Puerto Rico communities get new sewer line with Recovery Act funds
SAN JUAN, PR, Feb. 3, 2010 -- Puerto Rico is dedicating more than $8 million of its American Reinvestment and Recovery Act funding to upgrade a sewer line that stretches from Loíza to Carolina...
• Project will protect public health, create jobs
SAN JUAN, PR, Feb. 3, 2010 -- In a move that protects public health and the environment while creating jobs and boosting the economy, the Commonwealth of Puerto Rico is dedicating more than $8 million of its American Reinvestment and Recovery Act funding from the U.S. Environmental Protection Agency (EPA) to upgrade a sewer line that stretches from Loíza to Carolina. EPA Regional Administrator Judith Enck and Puerto Rico Governor Luis G. Fortuño visited the Loíza portion of the project today to check on its progress.
Using the Recovery Act money, the Puerto Rico Aqueduct and Sewer Authority (PRASA) is replacing a badly degraded three-mile-long sewer line that connects a pumping station in Torrecillas Alta Ward in Loíza with the Carolina Wastewater Treatment Plant. The Carolina plant serves the municipalities of Carolina, Canovanas, Loíza, Trujillo Alto and Rio Grande, and treats nearly 30 million gallons of sewage every day.
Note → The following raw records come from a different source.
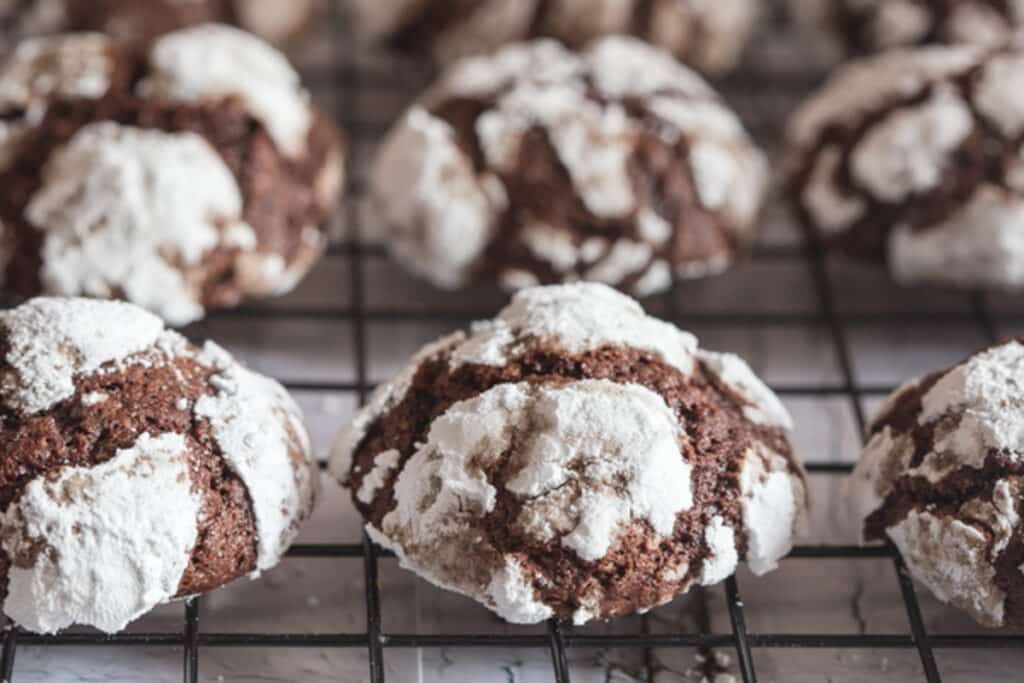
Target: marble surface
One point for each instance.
(784, 339)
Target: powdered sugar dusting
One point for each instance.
(998, 93)
(615, 449)
(212, 61)
(968, 414)
(160, 201)
(616, 446)
(773, 504)
(261, 436)
(42, 70)
(986, 391)
(576, 318)
(513, 597)
(123, 529)
(52, 341)
(907, 152)
(386, 396)
(981, 245)
(762, 406)
(586, 104)
(442, 218)
(950, 557)
(722, 562)
(884, 460)
(866, 85)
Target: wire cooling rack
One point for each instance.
(346, 81)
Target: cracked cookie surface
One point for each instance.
(198, 160)
(709, 36)
(941, 477)
(538, 165)
(136, 468)
(915, 160)
(574, 458)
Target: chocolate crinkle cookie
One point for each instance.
(859, 27)
(709, 36)
(574, 458)
(538, 165)
(181, 177)
(276, 20)
(914, 159)
(942, 478)
(135, 467)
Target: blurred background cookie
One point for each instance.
(574, 458)
(858, 27)
(709, 36)
(275, 20)
(941, 478)
(137, 468)
(538, 165)
(913, 159)
(183, 177)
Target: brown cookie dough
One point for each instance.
(198, 161)
(538, 165)
(914, 159)
(574, 458)
(142, 20)
(856, 27)
(709, 36)
(942, 477)
(135, 468)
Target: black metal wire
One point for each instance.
(559, 657)
(735, 606)
(192, 640)
(10, 636)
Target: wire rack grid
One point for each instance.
(343, 78)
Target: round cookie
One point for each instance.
(133, 20)
(942, 478)
(914, 159)
(538, 165)
(709, 36)
(136, 468)
(859, 27)
(574, 458)
(199, 162)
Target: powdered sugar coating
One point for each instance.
(573, 317)
(261, 436)
(213, 61)
(960, 436)
(773, 505)
(842, 27)
(51, 341)
(597, 110)
(162, 201)
(123, 530)
(889, 162)
(621, 440)
(52, 346)
(43, 70)
(586, 468)
(954, 556)
(710, 36)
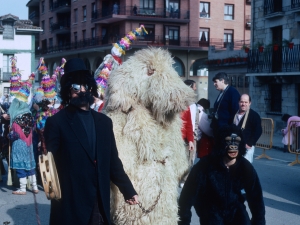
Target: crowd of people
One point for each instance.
(72, 128)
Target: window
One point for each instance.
(240, 81)
(8, 32)
(75, 15)
(204, 37)
(151, 33)
(84, 13)
(204, 9)
(233, 81)
(50, 42)
(178, 66)
(147, 4)
(228, 12)
(276, 97)
(50, 23)
(6, 63)
(228, 37)
(93, 31)
(6, 91)
(43, 25)
(43, 6)
(93, 9)
(50, 4)
(75, 37)
(247, 81)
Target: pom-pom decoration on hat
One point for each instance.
(15, 79)
(113, 60)
(24, 91)
(47, 83)
(39, 94)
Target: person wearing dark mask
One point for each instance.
(84, 149)
(215, 182)
(226, 104)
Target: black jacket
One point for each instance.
(79, 175)
(226, 108)
(215, 192)
(253, 129)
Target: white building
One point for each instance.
(17, 38)
(274, 60)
The new, state-of-the-art sewer line will eliminate potential sewage leaks from the sewer line into the Rio Grande de Loíza, which is used for fishing and recreational purposes.
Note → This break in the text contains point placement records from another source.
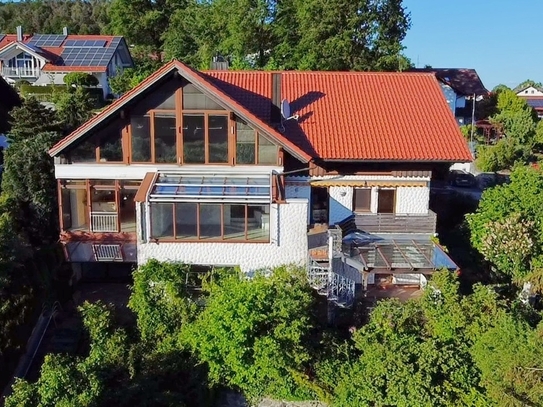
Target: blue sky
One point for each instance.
(498, 38)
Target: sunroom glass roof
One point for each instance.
(174, 186)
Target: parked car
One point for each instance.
(459, 178)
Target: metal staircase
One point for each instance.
(332, 279)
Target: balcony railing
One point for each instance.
(397, 223)
(20, 72)
(104, 222)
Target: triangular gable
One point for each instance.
(24, 48)
(201, 83)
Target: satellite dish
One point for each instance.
(285, 109)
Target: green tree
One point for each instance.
(517, 123)
(254, 332)
(29, 180)
(30, 119)
(161, 302)
(516, 119)
(527, 83)
(131, 77)
(418, 353)
(504, 154)
(510, 357)
(360, 35)
(507, 227)
(80, 79)
(143, 22)
(74, 107)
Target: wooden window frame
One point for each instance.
(117, 186)
(394, 200)
(205, 114)
(61, 184)
(355, 209)
(198, 239)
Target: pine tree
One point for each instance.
(30, 119)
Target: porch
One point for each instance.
(391, 223)
(20, 72)
(341, 259)
(108, 222)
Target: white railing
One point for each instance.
(104, 221)
(21, 72)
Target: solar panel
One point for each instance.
(85, 43)
(535, 103)
(47, 40)
(115, 41)
(87, 56)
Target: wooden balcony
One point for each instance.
(20, 72)
(104, 222)
(396, 223)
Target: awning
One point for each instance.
(402, 255)
(364, 184)
(187, 187)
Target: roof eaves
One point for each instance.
(26, 48)
(197, 79)
(128, 96)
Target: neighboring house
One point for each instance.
(460, 87)
(8, 100)
(534, 97)
(44, 59)
(202, 168)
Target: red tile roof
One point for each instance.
(342, 115)
(358, 115)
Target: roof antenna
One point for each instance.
(285, 114)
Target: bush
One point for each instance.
(80, 79)
(499, 157)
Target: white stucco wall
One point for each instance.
(50, 78)
(409, 199)
(288, 244)
(299, 190)
(412, 200)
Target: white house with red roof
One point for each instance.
(330, 170)
(44, 59)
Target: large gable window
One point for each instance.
(141, 138)
(205, 139)
(177, 124)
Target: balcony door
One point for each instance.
(386, 201)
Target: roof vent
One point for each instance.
(20, 33)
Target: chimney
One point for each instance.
(219, 63)
(276, 98)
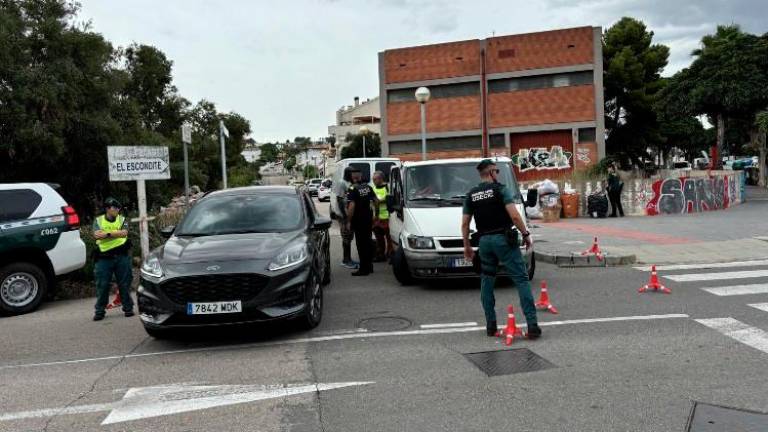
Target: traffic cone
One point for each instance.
(543, 303)
(654, 284)
(511, 330)
(594, 249)
(116, 303)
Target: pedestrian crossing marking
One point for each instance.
(735, 329)
(761, 306)
(751, 263)
(695, 277)
(738, 290)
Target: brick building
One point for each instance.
(537, 97)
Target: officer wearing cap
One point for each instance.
(113, 257)
(360, 198)
(493, 207)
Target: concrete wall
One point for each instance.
(677, 192)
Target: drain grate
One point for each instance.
(495, 363)
(384, 324)
(714, 418)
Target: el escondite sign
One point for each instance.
(127, 163)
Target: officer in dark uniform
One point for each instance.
(493, 207)
(360, 219)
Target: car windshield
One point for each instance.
(239, 214)
(447, 184)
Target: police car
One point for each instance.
(39, 240)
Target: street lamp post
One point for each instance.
(422, 97)
(364, 132)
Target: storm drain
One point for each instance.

"Upgrading of the sewer lines at the Carolina wastewater treatment facility is a great example of how we can combine job creation with environmental preservation and human health protection," said EPA Regional Administrator Judith Enck. "Ensuring the proper and efficient treatment of wastewater in Puerto Rico is vital to the health of Commonwealth's nearly 4 million residents and invaluable aquatic ecosystems."
Properly functioning sewer lines and other wastewater infrastructure systems are essential to protecting public health and the environment. Damaged equipment can lead to contaminated drinking water and recreational waterways, beach closings and pollution. The project will cost $14.9 million, with $8.5 million coming from the American Reinvestment and Recovery Act funds awarded to Puerto Rico last year. The project is creating more than 90 new jobs in Puerto Rico and is expected to be completed by June. The Carolina Regional Wastewater Treatment Plant started operations in 1985, and is owned and operated by PRASA.
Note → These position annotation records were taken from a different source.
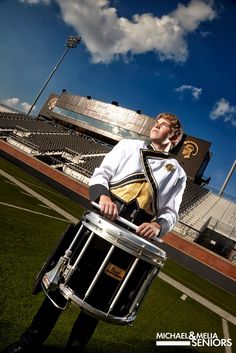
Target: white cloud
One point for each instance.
(195, 92)
(34, 2)
(17, 104)
(224, 110)
(108, 36)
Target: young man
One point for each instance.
(138, 181)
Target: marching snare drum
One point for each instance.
(107, 269)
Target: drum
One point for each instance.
(107, 270)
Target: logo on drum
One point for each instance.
(114, 271)
(193, 339)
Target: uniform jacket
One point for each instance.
(132, 160)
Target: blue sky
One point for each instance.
(175, 56)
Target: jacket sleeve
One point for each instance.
(168, 214)
(99, 182)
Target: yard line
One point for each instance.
(226, 334)
(39, 197)
(35, 212)
(216, 309)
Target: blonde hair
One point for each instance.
(175, 126)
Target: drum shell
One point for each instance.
(110, 278)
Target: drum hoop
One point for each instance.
(69, 294)
(124, 239)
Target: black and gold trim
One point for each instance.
(131, 178)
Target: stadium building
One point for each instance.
(72, 134)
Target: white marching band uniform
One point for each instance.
(133, 161)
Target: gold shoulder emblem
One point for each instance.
(190, 149)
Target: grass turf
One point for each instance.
(27, 240)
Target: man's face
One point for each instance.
(161, 131)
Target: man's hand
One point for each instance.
(148, 230)
(108, 208)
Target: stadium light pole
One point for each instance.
(228, 178)
(72, 42)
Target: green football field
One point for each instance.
(29, 232)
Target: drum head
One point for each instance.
(124, 239)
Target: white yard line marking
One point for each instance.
(39, 197)
(216, 309)
(35, 212)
President Obama signed the American Recovery and Reinvestment Act of 2009 on February 17, 2009, and has directed that the Recovery Act be implemented with unprecedented transparency and accountability. To that end, the American people can see how every dollar is being invested at Recovery.gov.
Last July, EPA awarded more than $50 million to the Puerto Rico Environmental Quality Board to help municipal governments and wastewater utilities fund projects to protect lakes, ponds and streams in communities across the Commonwealth. The grant went to the commonwealth's Clean Water State Revolving Fund program, which provides low-interest loans for water quality protection projects for wastewater treatment, non-point source pollution control, and watershed and estuary management. An unprecedented $4 billion has been awarded to fund wastewater infrastructure projects across the country under the American Recovery and Reinvestment Act.